Schema is a vocabulary, essentially, that was established by some of the major search engines to allow websites to effectively convey the content of their pages. The aspect of web development helps Google, Bing, Yahoo, etc. represent the best matches for a given search, and even to display relevant information for viewers to consider. When you look at the SERPs for heating and cooling companies in your service area, for example, those sites that display star ratings with their meta descriptions are utilizing schema to show that information. So schema serves the search engines, as well as, you guessed it, serving the viewer.

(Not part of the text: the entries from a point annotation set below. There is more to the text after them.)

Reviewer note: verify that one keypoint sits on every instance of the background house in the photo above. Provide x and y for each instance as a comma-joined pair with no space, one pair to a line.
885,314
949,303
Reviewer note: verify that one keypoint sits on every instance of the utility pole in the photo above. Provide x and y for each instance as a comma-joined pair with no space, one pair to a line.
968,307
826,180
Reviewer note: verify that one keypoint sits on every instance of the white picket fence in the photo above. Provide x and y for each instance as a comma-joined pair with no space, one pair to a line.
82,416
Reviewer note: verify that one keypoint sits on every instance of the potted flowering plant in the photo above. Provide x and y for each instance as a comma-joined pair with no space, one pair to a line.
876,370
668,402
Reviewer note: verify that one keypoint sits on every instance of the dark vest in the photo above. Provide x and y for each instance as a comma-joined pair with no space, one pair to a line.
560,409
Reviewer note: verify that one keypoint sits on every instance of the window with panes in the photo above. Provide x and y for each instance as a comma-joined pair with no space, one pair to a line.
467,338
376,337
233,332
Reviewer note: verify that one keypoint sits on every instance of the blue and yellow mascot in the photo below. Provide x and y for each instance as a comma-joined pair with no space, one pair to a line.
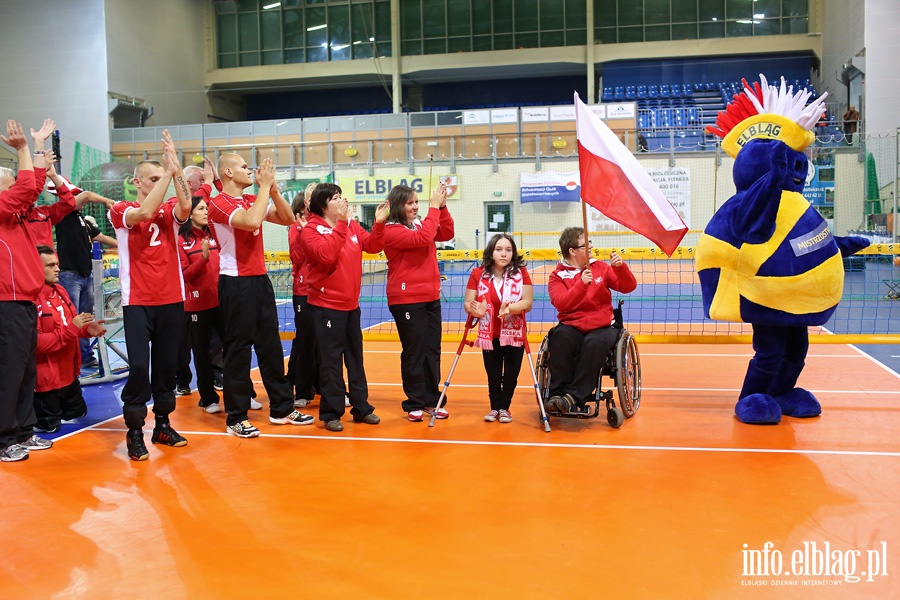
767,257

Keyword Consistency Across Citations for Your HVAC Business
Consistency, in general, is a necessity if you want to rank well on Google. (And I can’t imagine you’d be here if you didn’t, so I’ll assume this is something you’re after, too.) Citations are a great way for businesses to represent themselves consistently across sites and platforms, all of which help search engines confirm that you’re legit and that the information they represent is correct. After all, it doesn’t look very good for a search engine to proliferate bad information, which is why your site will be punished if you put them in that position. No one wins in this scenario.
However, if you’ve claimed and established some of the best citations for your industry — such as Angie’s List, BBB, Yelp, Facebook, and Home Advisor — with consistent NAP information, you’re going to reap the benefits. To optimize beyond basic business information (which is what NAP represents: “Name, Address, Phone”), implement HVAC keyword usage, focusing on the best (most logical) keywords for your service area.
An Important Rule of Thumb: Keep Keyword Content Evergreen
Especially when establishing good keyword content on citation sites, which are often like secondary websites, make sure that you’re creating content that is “evergreen.” This means business descriptions that aren’t gimmicky or time-sensitive. Don’t focus on a season or a sale. (In fact, Google My Business explicitly prohibits this per their guidelines.) Focus on the services you offer year-round, and why your company is best suited to meet their needs. Yes, keyword usage will help you improve in search rankings, but if you’re not appealing to humans, your content and keyword usage is useless.